In summation, I believe that despite the market's rise to near all-time high levels, Berkshire Hathaway and 3G found an elephant-sized deal that they were able to acquire and scale up, without taking a lot of real risk relative to the size of the opportunity. I would not be surprised to see divestitures of non-core assets, aggressive cost-cutting and future acquisitions to leverage the distribution channel. As Berkshire shareholders we are immensely happy with this deal and I believe it works for everybody's long-term interests. The cost-cutting component could be controversial, but I would use the 3G inspired acquisition of Anheuser-Busch (NYSE:BUD) as the template for this deal, minus some of the fat that was associated with that company.

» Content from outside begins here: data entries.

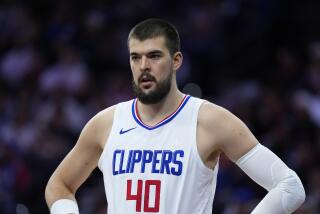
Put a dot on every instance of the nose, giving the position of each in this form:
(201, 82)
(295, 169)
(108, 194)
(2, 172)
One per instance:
(144, 64)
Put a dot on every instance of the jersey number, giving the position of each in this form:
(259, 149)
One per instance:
(138, 197)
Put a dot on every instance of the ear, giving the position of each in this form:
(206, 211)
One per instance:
(177, 60)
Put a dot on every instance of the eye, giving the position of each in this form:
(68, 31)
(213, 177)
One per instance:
(155, 56)
(135, 57)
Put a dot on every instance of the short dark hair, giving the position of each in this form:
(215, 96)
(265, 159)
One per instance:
(152, 28)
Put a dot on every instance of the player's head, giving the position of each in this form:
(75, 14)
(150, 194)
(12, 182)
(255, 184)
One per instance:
(154, 47)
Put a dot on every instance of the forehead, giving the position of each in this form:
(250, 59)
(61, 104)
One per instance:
(147, 45)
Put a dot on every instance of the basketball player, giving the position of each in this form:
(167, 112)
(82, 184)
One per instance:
(159, 153)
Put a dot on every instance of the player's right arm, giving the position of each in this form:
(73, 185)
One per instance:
(78, 164)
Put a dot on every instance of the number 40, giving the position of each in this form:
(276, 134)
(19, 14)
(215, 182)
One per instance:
(138, 196)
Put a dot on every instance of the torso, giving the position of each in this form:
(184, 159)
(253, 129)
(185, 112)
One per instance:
(167, 163)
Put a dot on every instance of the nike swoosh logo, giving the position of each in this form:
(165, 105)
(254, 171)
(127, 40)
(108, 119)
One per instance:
(125, 131)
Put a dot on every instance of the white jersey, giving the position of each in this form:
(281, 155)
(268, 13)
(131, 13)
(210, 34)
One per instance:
(156, 169)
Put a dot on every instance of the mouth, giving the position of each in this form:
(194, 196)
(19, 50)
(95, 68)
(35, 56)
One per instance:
(146, 81)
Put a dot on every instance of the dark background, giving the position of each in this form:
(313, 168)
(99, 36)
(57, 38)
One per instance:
(63, 61)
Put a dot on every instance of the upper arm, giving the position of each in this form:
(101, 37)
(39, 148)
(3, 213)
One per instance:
(224, 132)
(84, 156)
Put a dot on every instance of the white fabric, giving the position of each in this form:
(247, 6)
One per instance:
(64, 206)
(286, 192)
(192, 191)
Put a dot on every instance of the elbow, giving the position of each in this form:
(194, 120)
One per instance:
(294, 192)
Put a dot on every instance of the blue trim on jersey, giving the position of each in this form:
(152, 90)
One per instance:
(167, 120)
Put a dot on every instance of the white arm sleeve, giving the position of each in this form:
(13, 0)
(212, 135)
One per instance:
(64, 206)
(286, 192)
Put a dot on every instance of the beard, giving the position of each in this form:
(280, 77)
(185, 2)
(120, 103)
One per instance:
(157, 94)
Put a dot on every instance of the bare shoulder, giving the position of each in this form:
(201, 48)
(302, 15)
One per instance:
(212, 115)
(99, 126)
(224, 131)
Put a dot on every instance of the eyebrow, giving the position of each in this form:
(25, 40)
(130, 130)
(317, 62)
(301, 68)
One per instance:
(148, 53)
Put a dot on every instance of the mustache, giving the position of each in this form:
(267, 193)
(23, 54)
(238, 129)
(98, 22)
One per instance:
(146, 76)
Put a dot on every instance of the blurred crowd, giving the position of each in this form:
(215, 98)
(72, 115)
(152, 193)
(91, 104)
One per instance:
(63, 61)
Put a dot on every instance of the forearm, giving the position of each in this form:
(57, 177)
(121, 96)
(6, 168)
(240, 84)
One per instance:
(60, 199)
(286, 192)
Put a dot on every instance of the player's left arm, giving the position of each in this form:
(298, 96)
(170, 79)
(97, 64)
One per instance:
(232, 137)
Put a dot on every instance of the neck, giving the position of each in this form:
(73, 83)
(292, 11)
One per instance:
(153, 113)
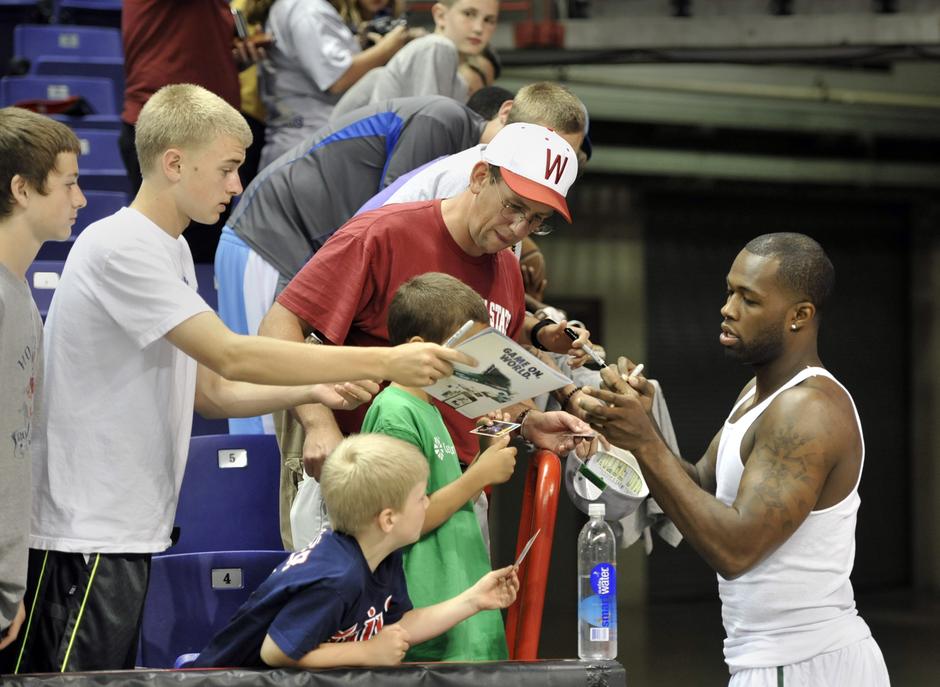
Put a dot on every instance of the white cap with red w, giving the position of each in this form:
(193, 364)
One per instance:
(535, 162)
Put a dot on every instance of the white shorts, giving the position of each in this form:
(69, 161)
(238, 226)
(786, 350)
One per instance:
(857, 665)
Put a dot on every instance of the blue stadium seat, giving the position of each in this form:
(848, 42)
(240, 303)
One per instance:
(205, 276)
(99, 93)
(43, 277)
(12, 14)
(100, 151)
(229, 496)
(100, 204)
(32, 40)
(96, 67)
(191, 596)
(107, 122)
(93, 12)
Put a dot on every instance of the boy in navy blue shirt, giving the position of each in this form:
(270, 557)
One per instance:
(343, 599)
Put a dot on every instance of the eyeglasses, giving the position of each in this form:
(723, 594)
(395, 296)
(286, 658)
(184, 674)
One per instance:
(518, 215)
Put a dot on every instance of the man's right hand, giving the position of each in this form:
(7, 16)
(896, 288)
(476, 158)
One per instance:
(388, 647)
(318, 445)
(496, 464)
(421, 364)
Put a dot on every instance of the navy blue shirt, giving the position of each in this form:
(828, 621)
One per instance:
(324, 593)
(298, 201)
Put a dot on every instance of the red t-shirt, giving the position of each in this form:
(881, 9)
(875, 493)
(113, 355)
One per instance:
(177, 41)
(344, 291)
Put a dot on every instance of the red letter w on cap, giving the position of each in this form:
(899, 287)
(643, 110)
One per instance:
(557, 165)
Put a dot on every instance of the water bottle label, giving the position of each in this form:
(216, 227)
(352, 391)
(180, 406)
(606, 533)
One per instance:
(600, 609)
(604, 580)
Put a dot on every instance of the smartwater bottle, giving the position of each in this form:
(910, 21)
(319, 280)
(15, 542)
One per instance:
(597, 588)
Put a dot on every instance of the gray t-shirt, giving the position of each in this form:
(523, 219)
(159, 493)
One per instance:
(296, 203)
(21, 385)
(426, 66)
(312, 49)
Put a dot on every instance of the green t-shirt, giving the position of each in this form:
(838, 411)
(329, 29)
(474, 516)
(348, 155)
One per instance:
(450, 559)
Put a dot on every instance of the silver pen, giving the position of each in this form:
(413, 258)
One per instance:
(464, 328)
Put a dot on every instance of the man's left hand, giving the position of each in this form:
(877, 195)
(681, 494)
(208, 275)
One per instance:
(554, 338)
(555, 431)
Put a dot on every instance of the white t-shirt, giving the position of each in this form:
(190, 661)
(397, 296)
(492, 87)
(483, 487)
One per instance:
(119, 396)
(425, 66)
(443, 178)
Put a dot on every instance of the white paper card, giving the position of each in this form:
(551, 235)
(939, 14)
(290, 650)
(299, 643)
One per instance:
(505, 374)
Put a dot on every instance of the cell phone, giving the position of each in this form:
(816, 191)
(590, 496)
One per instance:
(497, 429)
(241, 26)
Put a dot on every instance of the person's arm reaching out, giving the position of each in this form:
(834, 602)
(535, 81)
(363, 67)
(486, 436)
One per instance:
(795, 446)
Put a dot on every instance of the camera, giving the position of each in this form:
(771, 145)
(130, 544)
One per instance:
(384, 23)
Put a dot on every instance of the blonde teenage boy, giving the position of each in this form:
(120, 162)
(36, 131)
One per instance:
(343, 599)
(451, 554)
(131, 349)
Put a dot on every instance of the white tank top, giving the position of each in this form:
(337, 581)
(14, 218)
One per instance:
(798, 602)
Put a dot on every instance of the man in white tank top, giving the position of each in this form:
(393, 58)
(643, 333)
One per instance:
(772, 504)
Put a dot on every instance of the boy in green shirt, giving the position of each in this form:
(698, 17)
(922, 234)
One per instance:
(450, 556)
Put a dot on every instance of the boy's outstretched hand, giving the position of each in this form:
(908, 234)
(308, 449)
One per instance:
(388, 647)
(496, 589)
(495, 464)
(421, 364)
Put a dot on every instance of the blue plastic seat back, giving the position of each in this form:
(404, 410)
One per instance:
(32, 40)
(192, 596)
(111, 68)
(101, 204)
(43, 277)
(229, 496)
(98, 92)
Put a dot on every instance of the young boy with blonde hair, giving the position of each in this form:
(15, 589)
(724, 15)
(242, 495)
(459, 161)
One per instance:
(451, 553)
(132, 349)
(343, 599)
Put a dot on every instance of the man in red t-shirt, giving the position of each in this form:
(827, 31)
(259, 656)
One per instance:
(342, 294)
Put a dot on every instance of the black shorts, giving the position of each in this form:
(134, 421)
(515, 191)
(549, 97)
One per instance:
(82, 615)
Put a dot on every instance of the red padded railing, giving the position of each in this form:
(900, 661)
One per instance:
(539, 508)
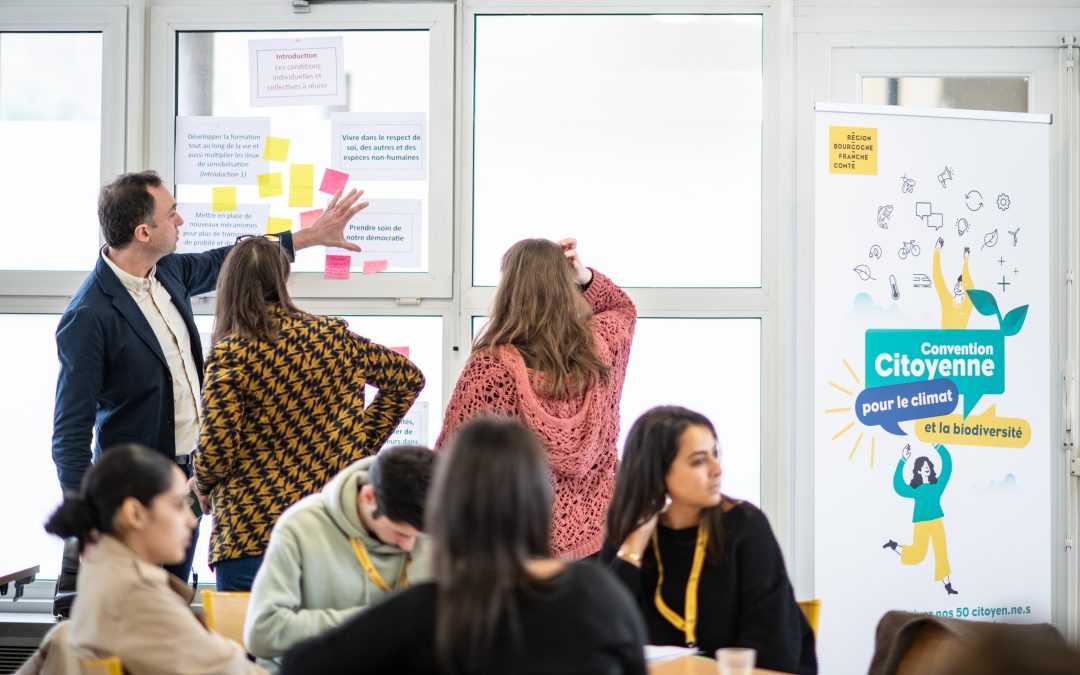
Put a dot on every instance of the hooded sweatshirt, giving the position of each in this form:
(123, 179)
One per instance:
(311, 579)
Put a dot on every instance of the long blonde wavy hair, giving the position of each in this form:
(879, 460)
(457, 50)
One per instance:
(539, 310)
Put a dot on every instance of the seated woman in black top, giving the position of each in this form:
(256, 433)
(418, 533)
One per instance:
(706, 570)
(499, 602)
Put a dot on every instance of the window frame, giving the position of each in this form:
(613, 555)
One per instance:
(167, 21)
(117, 115)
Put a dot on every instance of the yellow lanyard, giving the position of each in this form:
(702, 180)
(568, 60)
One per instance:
(688, 625)
(374, 574)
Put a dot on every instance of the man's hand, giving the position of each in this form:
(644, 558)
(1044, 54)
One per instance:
(328, 230)
(581, 273)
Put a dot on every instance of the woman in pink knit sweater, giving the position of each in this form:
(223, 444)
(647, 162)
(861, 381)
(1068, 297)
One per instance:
(554, 355)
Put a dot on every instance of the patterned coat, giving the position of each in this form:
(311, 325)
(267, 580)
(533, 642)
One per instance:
(281, 419)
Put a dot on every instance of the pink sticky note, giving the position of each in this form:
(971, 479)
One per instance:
(333, 180)
(372, 267)
(337, 267)
(309, 217)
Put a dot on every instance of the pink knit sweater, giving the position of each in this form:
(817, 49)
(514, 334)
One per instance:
(580, 432)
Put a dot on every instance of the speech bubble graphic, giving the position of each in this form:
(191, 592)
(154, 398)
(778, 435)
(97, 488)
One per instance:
(973, 360)
(986, 430)
(887, 406)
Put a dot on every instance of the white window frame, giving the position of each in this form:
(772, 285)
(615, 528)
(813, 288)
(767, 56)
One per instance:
(768, 302)
(111, 22)
(166, 21)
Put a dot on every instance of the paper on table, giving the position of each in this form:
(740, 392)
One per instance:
(655, 653)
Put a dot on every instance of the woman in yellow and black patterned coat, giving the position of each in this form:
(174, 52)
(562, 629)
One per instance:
(283, 406)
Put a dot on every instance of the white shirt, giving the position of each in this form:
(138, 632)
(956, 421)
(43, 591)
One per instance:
(172, 333)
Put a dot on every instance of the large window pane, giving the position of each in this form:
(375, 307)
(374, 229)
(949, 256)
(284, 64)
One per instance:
(50, 136)
(387, 71)
(639, 135)
(30, 487)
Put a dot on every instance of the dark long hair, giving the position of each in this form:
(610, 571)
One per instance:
(123, 471)
(253, 279)
(538, 309)
(488, 513)
(640, 488)
(917, 478)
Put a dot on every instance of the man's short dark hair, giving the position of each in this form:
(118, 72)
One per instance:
(401, 475)
(124, 204)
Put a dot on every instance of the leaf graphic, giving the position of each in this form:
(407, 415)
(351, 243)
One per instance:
(984, 302)
(1014, 321)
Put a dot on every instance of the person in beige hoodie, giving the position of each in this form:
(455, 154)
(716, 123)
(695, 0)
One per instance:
(131, 516)
(337, 552)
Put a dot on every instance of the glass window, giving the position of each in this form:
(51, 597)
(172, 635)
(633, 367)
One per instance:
(1002, 94)
(31, 489)
(637, 129)
(50, 127)
(213, 80)
(723, 382)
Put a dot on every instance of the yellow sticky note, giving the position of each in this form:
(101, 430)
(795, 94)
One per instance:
(277, 226)
(852, 150)
(225, 199)
(301, 185)
(277, 149)
(270, 184)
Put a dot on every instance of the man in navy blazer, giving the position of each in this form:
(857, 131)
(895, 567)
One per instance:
(115, 378)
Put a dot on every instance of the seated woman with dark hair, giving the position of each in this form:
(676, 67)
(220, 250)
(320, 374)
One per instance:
(706, 570)
(499, 602)
(131, 516)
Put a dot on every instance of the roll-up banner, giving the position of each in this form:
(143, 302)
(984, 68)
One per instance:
(932, 440)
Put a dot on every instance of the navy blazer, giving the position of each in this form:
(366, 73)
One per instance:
(113, 377)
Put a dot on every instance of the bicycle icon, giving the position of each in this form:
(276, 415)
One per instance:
(908, 248)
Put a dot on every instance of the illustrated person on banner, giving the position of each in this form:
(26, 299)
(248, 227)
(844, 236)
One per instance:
(926, 488)
(956, 305)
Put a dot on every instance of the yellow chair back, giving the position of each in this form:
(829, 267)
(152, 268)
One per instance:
(811, 609)
(100, 666)
(226, 612)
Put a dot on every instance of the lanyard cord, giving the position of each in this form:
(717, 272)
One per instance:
(689, 624)
(374, 574)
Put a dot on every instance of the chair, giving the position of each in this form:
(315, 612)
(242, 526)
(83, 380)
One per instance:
(811, 609)
(100, 666)
(226, 612)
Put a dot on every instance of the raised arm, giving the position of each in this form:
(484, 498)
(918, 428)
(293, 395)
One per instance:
(223, 412)
(80, 346)
(399, 382)
(275, 617)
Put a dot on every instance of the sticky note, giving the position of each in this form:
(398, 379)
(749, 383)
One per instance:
(308, 217)
(225, 199)
(337, 267)
(333, 180)
(277, 149)
(301, 185)
(270, 184)
(277, 226)
(372, 267)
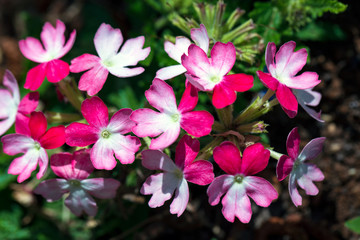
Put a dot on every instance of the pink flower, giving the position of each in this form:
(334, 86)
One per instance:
(211, 74)
(295, 164)
(282, 79)
(175, 51)
(108, 137)
(73, 169)
(49, 58)
(239, 184)
(33, 146)
(107, 43)
(174, 177)
(12, 109)
(171, 118)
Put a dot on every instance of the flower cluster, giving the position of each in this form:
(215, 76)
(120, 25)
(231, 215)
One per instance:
(101, 137)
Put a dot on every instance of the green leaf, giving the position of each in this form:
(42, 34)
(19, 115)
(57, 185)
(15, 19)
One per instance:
(353, 224)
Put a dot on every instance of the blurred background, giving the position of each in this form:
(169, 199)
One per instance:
(327, 28)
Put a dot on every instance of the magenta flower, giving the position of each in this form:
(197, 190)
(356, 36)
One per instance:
(107, 43)
(12, 109)
(281, 77)
(108, 137)
(33, 146)
(174, 177)
(239, 184)
(175, 51)
(168, 122)
(295, 164)
(211, 74)
(50, 65)
(73, 169)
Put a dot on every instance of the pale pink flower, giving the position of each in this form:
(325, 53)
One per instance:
(283, 66)
(211, 74)
(12, 109)
(107, 42)
(175, 51)
(295, 164)
(50, 65)
(168, 122)
(33, 146)
(174, 176)
(239, 184)
(73, 169)
(108, 137)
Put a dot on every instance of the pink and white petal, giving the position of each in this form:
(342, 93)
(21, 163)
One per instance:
(200, 37)
(95, 112)
(16, 143)
(189, 99)
(103, 188)
(93, 80)
(197, 123)
(35, 77)
(306, 184)
(293, 143)
(304, 81)
(227, 156)
(57, 70)
(181, 199)
(223, 96)
(170, 72)
(219, 187)
(107, 41)
(53, 138)
(175, 51)
(284, 167)
(52, 189)
(283, 56)
(312, 149)
(149, 122)
(260, 190)
(120, 122)
(29, 103)
(167, 138)
(69, 44)
(157, 160)
(294, 193)
(161, 186)
(81, 135)
(161, 96)
(24, 165)
(32, 49)
(186, 151)
(123, 72)
(102, 155)
(79, 200)
(37, 125)
(223, 58)
(286, 98)
(10, 82)
(270, 54)
(255, 159)
(199, 172)
(124, 147)
(197, 62)
(236, 204)
(269, 81)
(84, 62)
(238, 82)
(131, 53)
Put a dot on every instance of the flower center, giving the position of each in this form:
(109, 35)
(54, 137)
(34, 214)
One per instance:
(239, 178)
(105, 134)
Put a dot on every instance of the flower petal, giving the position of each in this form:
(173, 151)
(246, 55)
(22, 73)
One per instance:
(227, 156)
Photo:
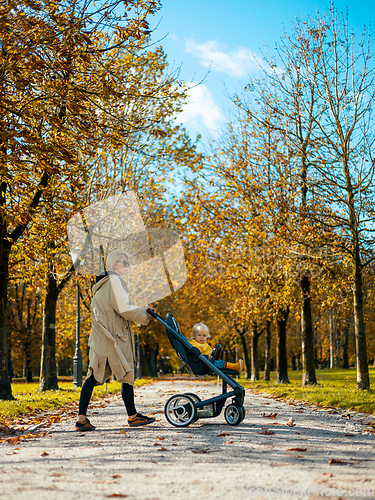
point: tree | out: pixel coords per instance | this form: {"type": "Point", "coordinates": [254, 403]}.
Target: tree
{"type": "Point", "coordinates": [49, 105]}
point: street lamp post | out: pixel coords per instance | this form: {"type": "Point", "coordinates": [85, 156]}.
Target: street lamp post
{"type": "Point", "coordinates": [77, 358]}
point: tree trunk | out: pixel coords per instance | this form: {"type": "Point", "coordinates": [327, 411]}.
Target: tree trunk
{"type": "Point", "coordinates": [307, 334]}
{"type": "Point", "coordinates": [267, 362]}
{"type": "Point", "coordinates": [48, 375]}
{"type": "Point", "coordinates": [5, 387]}
{"type": "Point", "coordinates": [254, 352]}
{"type": "Point", "coordinates": [281, 357]}
{"type": "Point", "coordinates": [363, 380]}
{"type": "Point", "coordinates": [333, 340]}
{"type": "Point", "coordinates": [346, 344]}
{"type": "Point", "coordinates": [242, 333]}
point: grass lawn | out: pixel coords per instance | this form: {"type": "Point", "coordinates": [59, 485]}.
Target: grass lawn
{"type": "Point", "coordinates": [29, 401]}
{"type": "Point", "coordinates": [336, 388]}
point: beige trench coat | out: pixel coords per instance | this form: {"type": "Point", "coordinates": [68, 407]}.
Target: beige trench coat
{"type": "Point", "coordinates": [111, 339]}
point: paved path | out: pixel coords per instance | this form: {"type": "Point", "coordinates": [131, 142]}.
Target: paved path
{"type": "Point", "coordinates": [261, 458]}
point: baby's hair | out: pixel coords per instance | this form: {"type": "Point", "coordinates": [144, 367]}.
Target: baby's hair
{"type": "Point", "coordinates": [201, 327]}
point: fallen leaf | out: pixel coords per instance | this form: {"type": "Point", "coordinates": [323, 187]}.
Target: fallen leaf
{"type": "Point", "coordinates": [337, 461]}
{"type": "Point", "coordinates": [290, 422]}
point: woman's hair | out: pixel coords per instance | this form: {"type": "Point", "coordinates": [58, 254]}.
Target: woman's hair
{"type": "Point", "coordinates": [114, 257]}
{"type": "Point", "coordinates": [201, 327]}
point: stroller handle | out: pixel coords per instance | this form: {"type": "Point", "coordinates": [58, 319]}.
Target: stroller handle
{"type": "Point", "coordinates": [152, 313]}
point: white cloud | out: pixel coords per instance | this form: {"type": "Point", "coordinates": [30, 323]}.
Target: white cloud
{"type": "Point", "coordinates": [201, 110]}
{"type": "Point", "coordinates": [235, 63]}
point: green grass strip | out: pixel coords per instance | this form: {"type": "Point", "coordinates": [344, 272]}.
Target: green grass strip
{"type": "Point", "coordinates": [30, 400]}
{"type": "Point", "coordinates": [336, 388]}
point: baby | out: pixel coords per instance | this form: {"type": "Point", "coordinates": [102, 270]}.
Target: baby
{"type": "Point", "coordinates": [200, 335]}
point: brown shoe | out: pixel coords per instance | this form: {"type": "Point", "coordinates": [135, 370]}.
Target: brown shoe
{"type": "Point", "coordinates": [139, 420]}
{"type": "Point", "coordinates": [84, 426]}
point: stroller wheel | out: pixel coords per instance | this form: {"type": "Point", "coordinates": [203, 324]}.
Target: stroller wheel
{"type": "Point", "coordinates": [234, 414]}
{"type": "Point", "coordinates": [196, 399]}
{"type": "Point", "coordinates": [193, 396]}
{"type": "Point", "coordinates": [180, 410]}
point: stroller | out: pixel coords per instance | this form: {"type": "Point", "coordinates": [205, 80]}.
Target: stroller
{"type": "Point", "coordinates": [182, 410]}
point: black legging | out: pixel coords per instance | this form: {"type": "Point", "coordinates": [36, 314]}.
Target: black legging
{"type": "Point", "coordinates": [127, 393]}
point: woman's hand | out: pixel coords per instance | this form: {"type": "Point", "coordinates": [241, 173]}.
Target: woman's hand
{"type": "Point", "coordinates": [152, 309]}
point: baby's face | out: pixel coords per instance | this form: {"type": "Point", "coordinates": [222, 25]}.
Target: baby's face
{"type": "Point", "coordinates": [200, 337]}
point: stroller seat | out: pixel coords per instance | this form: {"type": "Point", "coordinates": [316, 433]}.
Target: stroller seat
{"type": "Point", "coordinates": [194, 365]}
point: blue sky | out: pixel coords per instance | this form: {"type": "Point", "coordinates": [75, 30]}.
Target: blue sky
{"type": "Point", "coordinates": [226, 38]}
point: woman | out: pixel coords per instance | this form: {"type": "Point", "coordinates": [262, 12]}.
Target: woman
{"type": "Point", "coordinates": [111, 340]}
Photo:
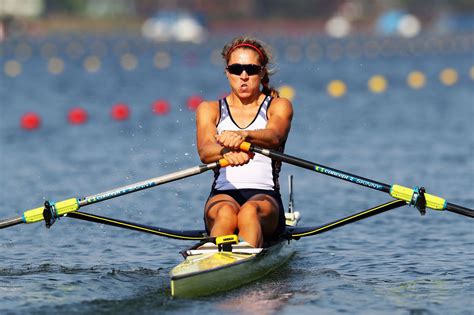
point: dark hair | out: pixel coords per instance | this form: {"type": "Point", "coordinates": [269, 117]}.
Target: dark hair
{"type": "Point", "coordinates": [263, 53]}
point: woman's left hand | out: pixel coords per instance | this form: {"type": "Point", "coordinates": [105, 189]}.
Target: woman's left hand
{"type": "Point", "coordinates": [231, 139]}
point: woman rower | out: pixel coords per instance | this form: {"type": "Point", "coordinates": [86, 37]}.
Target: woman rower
{"type": "Point", "coordinates": [245, 197]}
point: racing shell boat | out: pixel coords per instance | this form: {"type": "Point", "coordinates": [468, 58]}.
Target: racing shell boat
{"type": "Point", "coordinates": [227, 264]}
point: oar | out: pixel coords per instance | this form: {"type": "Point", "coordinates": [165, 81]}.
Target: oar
{"type": "Point", "coordinates": [190, 235]}
{"type": "Point", "coordinates": [50, 211]}
{"type": "Point", "coordinates": [298, 232]}
{"type": "Point", "coordinates": [409, 195]}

Once the acquisition closes, Heinz shareholders' will have been fully compensated, 3G will have a uniquely attractive leveraged buyout opportunity with scale financed at cheap interest rates, and Berkshire Hathaway will have secured $720MM in annual pretax income along with the ability to deploy large amount of capital to a management team that Buffett trusts to run the business. It will be interesting to see how things turn out.
Disclosure: I am long BRK.B, PEP. I wrote this article myself, and it expresses my own opinions. I am not receiving compensation for it (other than from Seeking Alpha). I have no business relationship with any company whose stock is mentioned in this article.